Доума же тоже получал удовольствие. По-своему. Даже не пытался восстановиться, чтобы дать для неё ещё большую возможность насытиться таким шансом. Он получал этим некое блаженство, ощущая, как её ногти грубо разрывают мышцы и органы, почему-то не трогая сердце, которое ещё бьется. Рёбра уже давным-давно поломанные на кусочки, лишь кое-где так и оставаясь нетронутыми.
Вот же Дьявол!.. Извинения, оказываются, дают тот ещё кайф.
— Аказа-чан, ты сделала меня счастливым! — с упоением в голосе произносит демон, словно случайно прикоснувшись к её коленям, что сжимали его рёбра по сторонам, дабы кровь сильнее вытекала из тела, пачкая пол.
На это она без особых угрызений совести грубо, и приятно больно, оторвала сердце от артерий, заставив этим его прямо вздрогнуть и тихо застонать. От органа осталось лишь пустое место и разорванные вены, что моментально начало пополняться кровью.
Сердце всё ещё бьется. Откусила кусок — выплюнула в сторону, растирая ладонью кровь с губ, с отвращением взглянув на Доуму. Ему это понравилось, очень.
— Вот насколько мне важны твои чувства, отродье, — вальяжно стиснув плоть, заставив разорваться на мелкие куски и бросив в сторону, начала ощущать возбуждение сектанта, и как между ягодиц его член привстал, — Похоже, ты тот ещё мазохист, раз получаешь экстаз тогда, когда тебя называют мусором и рвут в клочья, — немного приподнявшись, с насмешкой взглянула назад, указательным пальцем надавив на бугорок, но повернулась, когда ощутила мягкое прикосновение к животу.
— Но такой я ведь только рядом с тобой. К тому же, — начал ногтем проводить от пупка до груди, зацепив фалангой бинты, что было своеобразной одеждой девушки и иронично прикрывая её грудь, этим ещё больше соблазнившая демона. — Я хочу, чтобы ты тоже была счастлива, Аказа-чан. Так ведь поступают друзья.
Ехидно фыркнув, ответила:
— Сомневаюсь, что друзья пожирают друг друга. И ещё если хотят заниматься… сексом.
— Вместе?
Странный тон обескуражил её, заставив в очередной раз задуматься. Впрочем — чего терять-то? Не в первый раз же. И, как стыдно не признавать такое, но лучше трахаться с этим подонком, чем с другими Высшими. Да и опыт был только со Вторым.
— Только попробуй разочаровать меня, — с издевкой прошептав прямо ему в губы, сильно сжав его горло, уже окончательно разрывая грудную клетку, брызгами крови запачкав и себя, и его. — Тварь.
Довольный оскал страдальца не напугал, а лишь удивил. Видать — он и правда этому рад.
Настало время «веселиться».
***
Приподнявшись, Доума осторожно прижал впритык к себе демонессу, подушечками пальцев ощупывая спину и считая каждый позвонок, убрав мешающие розоватые волосы и одним легким движением порвав бинты, когда Аказа тем временем до плоти царапала спину мужчины, выслушивая довольные насмешки. И до последнего сдерживалась, чтобы не скрутить ему шею, довольствуясь увиденным. Не сдержалась — несдержанной грубостью взяла его волосы, запрокинув тому голову назад, клыками впившись в шею. Кровь не пила, а именно пробовала плоть, его структуру и мягкость. В результате снова выплюнула, ухмыльнувшись, когда избавила Доуму умения говорить.

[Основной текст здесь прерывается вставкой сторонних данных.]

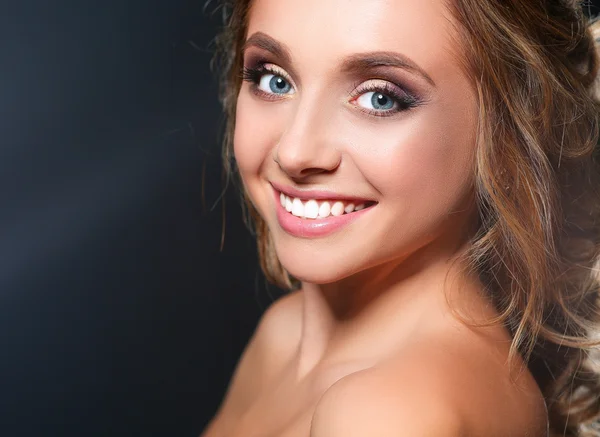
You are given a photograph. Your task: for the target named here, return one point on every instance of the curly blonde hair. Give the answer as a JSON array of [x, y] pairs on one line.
[[534, 64]]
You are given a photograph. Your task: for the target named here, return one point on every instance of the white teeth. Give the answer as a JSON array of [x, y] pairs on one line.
[[337, 209], [324, 209], [311, 209], [297, 208]]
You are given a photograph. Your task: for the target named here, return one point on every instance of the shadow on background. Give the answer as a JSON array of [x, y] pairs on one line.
[[119, 315]]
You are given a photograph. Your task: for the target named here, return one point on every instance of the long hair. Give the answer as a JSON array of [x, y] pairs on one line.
[[534, 65]]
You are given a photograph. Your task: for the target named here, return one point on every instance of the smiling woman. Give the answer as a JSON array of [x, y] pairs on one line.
[[422, 176]]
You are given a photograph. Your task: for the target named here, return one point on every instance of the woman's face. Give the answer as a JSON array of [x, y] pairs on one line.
[[355, 103]]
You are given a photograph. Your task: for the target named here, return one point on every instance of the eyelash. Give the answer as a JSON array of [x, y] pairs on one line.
[[404, 101]]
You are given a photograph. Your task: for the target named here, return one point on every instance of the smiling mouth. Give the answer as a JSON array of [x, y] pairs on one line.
[[320, 209]]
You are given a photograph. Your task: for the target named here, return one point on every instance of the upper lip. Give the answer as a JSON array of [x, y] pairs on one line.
[[316, 194]]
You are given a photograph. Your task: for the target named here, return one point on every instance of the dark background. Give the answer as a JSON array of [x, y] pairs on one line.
[[119, 313]]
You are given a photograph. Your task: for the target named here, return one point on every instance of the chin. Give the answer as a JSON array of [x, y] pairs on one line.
[[320, 263]]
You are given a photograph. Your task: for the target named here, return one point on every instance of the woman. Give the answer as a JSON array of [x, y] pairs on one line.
[[422, 175]]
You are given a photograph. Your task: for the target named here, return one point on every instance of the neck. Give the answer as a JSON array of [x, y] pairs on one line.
[[369, 313]]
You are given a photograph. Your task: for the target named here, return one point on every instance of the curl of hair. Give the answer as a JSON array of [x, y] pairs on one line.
[[535, 67]]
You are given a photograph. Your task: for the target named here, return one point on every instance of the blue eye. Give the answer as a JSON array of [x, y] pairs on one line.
[[271, 83], [377, 101]]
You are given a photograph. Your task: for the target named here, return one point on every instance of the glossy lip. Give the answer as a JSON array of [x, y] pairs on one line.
[[314, 228], [316, 194]]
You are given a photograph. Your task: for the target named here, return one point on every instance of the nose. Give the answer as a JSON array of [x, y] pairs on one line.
[[308, 146]]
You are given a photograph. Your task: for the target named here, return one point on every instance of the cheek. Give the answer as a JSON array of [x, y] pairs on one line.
[[249, 141], [425, 162]]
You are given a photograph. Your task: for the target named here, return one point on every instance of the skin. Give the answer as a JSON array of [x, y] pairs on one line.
[[372, 320]]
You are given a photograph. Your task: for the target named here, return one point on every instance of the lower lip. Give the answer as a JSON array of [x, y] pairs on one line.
[[313, 228]]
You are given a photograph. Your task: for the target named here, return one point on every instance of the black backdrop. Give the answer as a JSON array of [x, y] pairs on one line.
[[119, 315]]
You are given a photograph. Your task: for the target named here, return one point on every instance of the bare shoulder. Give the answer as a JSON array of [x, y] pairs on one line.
[[369, 403], [269, 349], [435, 388]]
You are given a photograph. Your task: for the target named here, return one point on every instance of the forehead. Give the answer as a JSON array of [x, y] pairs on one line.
[[318, 31]]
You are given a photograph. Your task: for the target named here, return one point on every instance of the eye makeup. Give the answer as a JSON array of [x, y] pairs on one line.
[[403, 99]]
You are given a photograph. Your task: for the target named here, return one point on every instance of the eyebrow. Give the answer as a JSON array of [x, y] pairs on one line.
[[355, 63]]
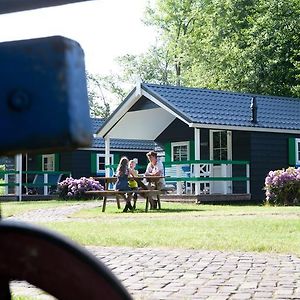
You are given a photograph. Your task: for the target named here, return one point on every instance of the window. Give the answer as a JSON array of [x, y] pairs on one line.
[[180, 151], [101, 163], [48, 162], [297, 151], [220, 148]]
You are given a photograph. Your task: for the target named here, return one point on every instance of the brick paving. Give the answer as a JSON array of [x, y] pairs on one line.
[[189, 274]]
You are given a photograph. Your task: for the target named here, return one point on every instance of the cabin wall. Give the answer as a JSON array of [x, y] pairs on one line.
[[269, 151]]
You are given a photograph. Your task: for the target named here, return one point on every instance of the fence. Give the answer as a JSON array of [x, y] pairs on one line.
[[205, 176], [13, 183]]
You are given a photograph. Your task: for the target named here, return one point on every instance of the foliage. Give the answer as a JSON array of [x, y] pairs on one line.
[[283, 186], [238, 45], [99, 107], [176, 225], [75, 188]]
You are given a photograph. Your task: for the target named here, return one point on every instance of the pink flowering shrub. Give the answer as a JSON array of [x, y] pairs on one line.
[[76, 188], [283, 187]]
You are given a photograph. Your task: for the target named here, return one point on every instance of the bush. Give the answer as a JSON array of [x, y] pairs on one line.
[[283, 187], [72, 188]]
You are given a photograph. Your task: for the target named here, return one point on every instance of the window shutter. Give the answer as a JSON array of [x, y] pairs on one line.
[[292, 152], [192, 150], [93, 163], [39, 162], [56, 161], [168, 152]]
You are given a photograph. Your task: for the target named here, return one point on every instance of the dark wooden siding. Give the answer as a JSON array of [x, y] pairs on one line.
[[240, 151], [79, 162], [269, 151], [177, 131]]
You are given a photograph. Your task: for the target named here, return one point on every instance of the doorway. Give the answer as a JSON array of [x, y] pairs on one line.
[[221, 149]]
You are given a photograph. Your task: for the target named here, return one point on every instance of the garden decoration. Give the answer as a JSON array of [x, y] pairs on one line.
[[283, 187], [44, 107]]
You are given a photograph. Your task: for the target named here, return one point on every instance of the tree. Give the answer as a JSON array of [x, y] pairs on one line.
[[240, 45], [249, 46], [99, 107]]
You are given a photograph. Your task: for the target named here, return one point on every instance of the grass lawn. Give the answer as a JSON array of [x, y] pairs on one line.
[[15, 208], [190, 226]]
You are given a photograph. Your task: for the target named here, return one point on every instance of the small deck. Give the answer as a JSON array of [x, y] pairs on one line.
[[206, 198]]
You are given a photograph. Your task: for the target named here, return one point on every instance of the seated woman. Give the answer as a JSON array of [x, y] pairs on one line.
[[122, 181], [132, 183], [155, 168]]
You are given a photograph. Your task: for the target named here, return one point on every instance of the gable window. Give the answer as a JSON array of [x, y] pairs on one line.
[[180, 151], [100, 161], [220, 149], [48, 162], [297, 151]]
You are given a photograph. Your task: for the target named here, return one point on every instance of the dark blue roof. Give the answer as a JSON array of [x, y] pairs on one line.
[[96, 124], [214, 107], [119, 144]]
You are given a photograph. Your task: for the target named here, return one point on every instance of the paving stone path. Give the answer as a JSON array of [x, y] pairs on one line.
[[190, 274]]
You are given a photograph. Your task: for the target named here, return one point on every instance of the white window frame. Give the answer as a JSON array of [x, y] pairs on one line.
[[229, 144], [185, 143], [102, 155], [43, 163], [297, 150]]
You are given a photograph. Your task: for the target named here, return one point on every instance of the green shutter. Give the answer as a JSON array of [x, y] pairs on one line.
[[192, 150], [56, 162], [116, 158], [292, 151], [93, 163], [39, 162], [168, 154]]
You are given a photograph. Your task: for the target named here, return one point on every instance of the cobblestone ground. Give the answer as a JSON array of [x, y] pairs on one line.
[[190, 274]]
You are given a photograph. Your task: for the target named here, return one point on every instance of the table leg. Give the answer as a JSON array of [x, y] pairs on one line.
[[104, 204], [147, 204], [158, 201], [118, 201]]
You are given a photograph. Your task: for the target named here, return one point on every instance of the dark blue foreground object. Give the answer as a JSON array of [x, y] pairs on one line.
[[54, 264], [43, 96]]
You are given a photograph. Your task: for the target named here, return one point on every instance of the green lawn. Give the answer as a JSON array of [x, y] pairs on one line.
[[190, 226], [15, 208]]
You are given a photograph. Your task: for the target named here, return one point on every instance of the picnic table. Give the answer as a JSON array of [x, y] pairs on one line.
[[146, 189]]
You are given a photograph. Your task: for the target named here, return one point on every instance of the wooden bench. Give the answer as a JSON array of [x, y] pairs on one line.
[[144, 193]]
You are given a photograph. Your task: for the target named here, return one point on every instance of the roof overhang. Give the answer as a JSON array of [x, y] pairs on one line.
[[145, 124], [245, 128], [148, 124]]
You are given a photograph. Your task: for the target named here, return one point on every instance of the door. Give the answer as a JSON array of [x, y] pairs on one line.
[[221, 149], [48, 162], [180, 152], [101, 164]]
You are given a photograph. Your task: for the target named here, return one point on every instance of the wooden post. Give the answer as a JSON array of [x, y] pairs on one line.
[[197, 157], [248, 176], [45, 181], [18, 189], [107, 155]]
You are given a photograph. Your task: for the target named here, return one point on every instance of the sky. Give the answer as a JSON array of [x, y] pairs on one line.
[[105, 29]]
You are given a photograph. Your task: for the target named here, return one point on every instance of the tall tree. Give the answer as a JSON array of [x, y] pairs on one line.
[[241, 45], [99, 106]]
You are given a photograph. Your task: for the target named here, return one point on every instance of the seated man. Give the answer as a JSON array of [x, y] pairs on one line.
[[155, 168]]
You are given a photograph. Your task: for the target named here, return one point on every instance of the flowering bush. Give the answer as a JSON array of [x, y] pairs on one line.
[[75, 188], [283, 186]]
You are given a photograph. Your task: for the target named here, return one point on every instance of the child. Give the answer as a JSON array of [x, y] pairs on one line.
[[132, 183], [122, 181]]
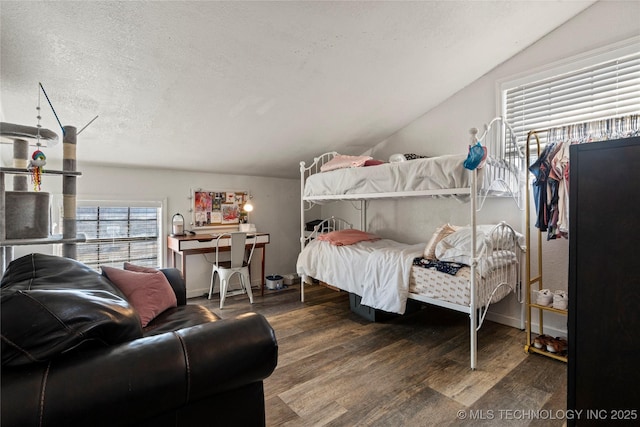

И, проклятая регенерация — опять из-за неё сейчас ситуация не кажется такой жестокой и кровавой, какой хотелось бы. Несколько мгновений, и шея вновь приняла свою нормальную, целую форму. Как и весь перед о’ни, оставив от себя лишь напоминание в виде пятен крови и растерзанной тряпки, что ещё до «извинений» являлось частью верхней одежды.
У Доумы от этой эротичной компании голова идёт кругом. Иногда в прямом смысле. И до чего же приятно смотреть на рельефную женскую грудь, что вся испачкана кровью. Его кровью. Так и манит, дабы прильнуть губами к ней, и попробовать искусать каждый сантиметр этой пикантной части тела. Хотя, что этому помешает? Гневная Аказа, что не всегда готова к таким ласкам? Её крики и стоны от боли? Ах, извольте!.. Он этого и добивается.
Ей ведь нечего терять.
Может даже кое-что получить.
Гораздо больше и приятней.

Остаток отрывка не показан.